映画音楽から実験的なサウンドまで、ジャンルの垣根を軽やかに越え続けた「世界のサカモト」にして「教授」こと坂本龍一さん。

その膨大な作品群のなかでも、ピアノを中心に据えた楽曲は特別な輝きを放っています。

一音一音が静かに胸へ染みわたるような旋律は、日常の喧騒をふっと忘れさせてくれる力を持っているのではないでしょうか?

この記事では、多くの人に愛されている人気曲はもちろん、知る人ぞ知る隠れた名曲まで幅広くピックアップしました。

聴くたびに新しい感情と出会えるピアノ作品の数々を、ぜひじっくり味わってみてください!

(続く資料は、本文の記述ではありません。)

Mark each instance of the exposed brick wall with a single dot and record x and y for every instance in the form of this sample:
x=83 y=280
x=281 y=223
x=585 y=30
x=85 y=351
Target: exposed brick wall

【坂本龍一】ピアノ作品|感動&癒やしの名作をピックアップ(21〜30)

Ieta坂本龍一

川口春奈さん出演のコンタクトレンズのCMのために書き下ろされ、2022年にデジタルリリースされた『Ieta』。

病気療養中の坂本龍一さんが「作曲はできる」と手がけた作品です。

透明感あふれるサウンドの中に垣間見える、切なさや寂しさ、虚しさからは、病気と懸命に戦い不安を感じながらも、最後まで表現者として生き続けた坂本さんの強さを感じられます。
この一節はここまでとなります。